We didn’t want to hard-introduce ggdist and instead, we added it as a suggested dependency to the package. On top of that, we added a check to the newly implemented ppc_qdotplot and ppd_qdotplot to see whether ggdist is implemented or not. The rest was relatively straightforward. By following similar functions that were already implemented, such as ppc_hist, I built ppc_qdotplot and ppd_qdotplot. They simply are functions that take inputs of Bayesian methods, format them nicely and turn them into graphs by passing them to the stat_dots function.

However, there is more to open-source software development than just implementing the functions. It needs to have detailed documentation as well as a sensible testing structure. I started with documentation simply because it was easier to do. Since bayesplot uses roxygen to create its documentation, I had to follow a certain structure while creating documentation. By following the existing documentation, I explained the new functions in detail and also created an example to showcase how it works. I also created tests for new functions.
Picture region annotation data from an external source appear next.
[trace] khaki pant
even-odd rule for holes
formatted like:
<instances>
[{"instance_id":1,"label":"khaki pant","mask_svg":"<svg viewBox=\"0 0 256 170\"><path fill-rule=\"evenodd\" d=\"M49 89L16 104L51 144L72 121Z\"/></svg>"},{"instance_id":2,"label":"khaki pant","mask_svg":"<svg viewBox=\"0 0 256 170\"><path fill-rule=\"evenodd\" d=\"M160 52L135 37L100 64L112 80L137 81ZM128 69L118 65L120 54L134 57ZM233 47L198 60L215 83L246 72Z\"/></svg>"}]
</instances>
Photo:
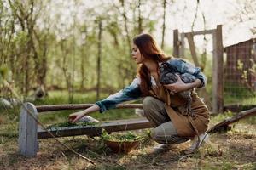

Bayesplot utilises the testthat library to build unit tests and has two main types of tests: the first one is to test that functions return correct types for different argument combinations, and the second type is to test whether the outputs of functions have changed since the last time that tests are run. To the second one, graphs are saved as SVG files, and they are compared with the outputs of the next test run. The only issue with this structure is that sometimes SVG files change without any visible change to graphics, which leads to false negatives. To implement these tests for ppc_qdotplot and ppd_qdotplot, I have followed the existing examples. The only addition I had was wrapping some of the test functions with expect_warning. This was because sometimes when dots don’t fit the graph, stat_dots throws an error, which is not subject to our unit tests and can be ignored in this context. While doing that, I have allowed those unit tests to ignore those warning messages.

All of these things that I have explained simply constitute the basis of my first PR to the bayesplot library. PR is still pending to be merged, and I will fix any issues based on the feedback of my mentors. I am happy with my work so far, and I feel like I am learning quite a lot, not just in terms of technical skills but also about general procedures of software development. If everything goes well with this function, my next plan is to work on discrete residual plots. Hope to explain that part in the next blog post!